好似都不是他想要的,最後他把視線停在了右互身上。

“都躲開!”右互大聲道,揮起長劍向著那冰錐砸去:“大人!您該醒了!都百年了!他也等了您百年!”

“百年算什麽!”一個柔轉清冷的聲音響起,眾人驚愕的向冰錐看去,只見冰錐碎成兩瓣,雲瓏喃從裏面走了出來。

那男孩從囂月身後跑出來,來到雲瓏喃跟前,怔怔的看向雲瓏喃道:“你是哪裏的仙人?!”

“我已非仙非人非鬼了——”雲瓏喃看向男孩,目光一點一點匯聚成深海,一股股的波濤在他眼中翻湧著。

“那很不錯!你做我師父吧!”男孩痛快說道。

“餵餵!你很過分啊!我們這麽多人說要教你收你為徒你都拒絕了!”昭薄夷在一旁抱怨道。

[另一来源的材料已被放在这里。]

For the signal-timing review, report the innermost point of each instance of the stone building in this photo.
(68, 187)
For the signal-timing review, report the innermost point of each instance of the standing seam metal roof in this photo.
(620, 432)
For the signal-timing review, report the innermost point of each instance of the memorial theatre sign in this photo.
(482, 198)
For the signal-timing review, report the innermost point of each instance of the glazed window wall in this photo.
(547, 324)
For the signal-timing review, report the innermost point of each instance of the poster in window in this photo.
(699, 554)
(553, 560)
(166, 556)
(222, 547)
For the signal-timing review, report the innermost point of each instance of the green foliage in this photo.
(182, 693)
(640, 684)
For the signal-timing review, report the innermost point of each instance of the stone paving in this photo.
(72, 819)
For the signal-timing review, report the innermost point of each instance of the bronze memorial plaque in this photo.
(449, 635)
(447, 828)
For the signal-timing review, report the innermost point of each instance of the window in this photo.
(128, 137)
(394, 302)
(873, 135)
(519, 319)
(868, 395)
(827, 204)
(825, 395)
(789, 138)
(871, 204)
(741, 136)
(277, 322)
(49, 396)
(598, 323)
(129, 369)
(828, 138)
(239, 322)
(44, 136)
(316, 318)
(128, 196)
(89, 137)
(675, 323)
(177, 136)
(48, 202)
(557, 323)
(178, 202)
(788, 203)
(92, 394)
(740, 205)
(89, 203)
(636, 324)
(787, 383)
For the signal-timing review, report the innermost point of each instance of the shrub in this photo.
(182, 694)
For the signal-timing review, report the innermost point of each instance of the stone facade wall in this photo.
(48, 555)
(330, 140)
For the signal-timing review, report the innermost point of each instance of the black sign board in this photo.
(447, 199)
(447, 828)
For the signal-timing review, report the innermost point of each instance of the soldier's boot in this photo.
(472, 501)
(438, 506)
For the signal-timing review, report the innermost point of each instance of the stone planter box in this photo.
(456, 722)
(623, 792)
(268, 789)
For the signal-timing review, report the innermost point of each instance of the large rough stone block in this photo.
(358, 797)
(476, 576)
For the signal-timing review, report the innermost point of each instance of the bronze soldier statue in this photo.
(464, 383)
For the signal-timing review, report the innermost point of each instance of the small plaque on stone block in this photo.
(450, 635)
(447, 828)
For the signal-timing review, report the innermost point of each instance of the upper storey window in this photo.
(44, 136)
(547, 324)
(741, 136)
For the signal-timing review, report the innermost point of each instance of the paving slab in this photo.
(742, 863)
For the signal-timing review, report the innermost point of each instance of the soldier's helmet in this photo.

“我師兄是不收徒的!你這傻瓜!”揚柏嵐說道,的確,雲瓏喃從不收徒,就是他和焉識君這樣的,也有了十來個弟子,但雲瓏喃還是孤家寡人。

“你可慎重點!小家夥!”焉識君也開口勸道。

“我的師父只能是他,唯有他——”男孩說道。

雲瓏喃聽了,嘴角微微勾起,也不知是笑,還是什麽的,只是淡淡一筆,沒有濃墨重彩,仿若在經年累月的俗世裏,輕輕的留下了痕跡。

於是,從不收徒的雲瓏喃經常帶著他的小弟子四處游歷,再後來,還收了一個小女娃,那女娃被問了名字便說——我是蓿姑娘。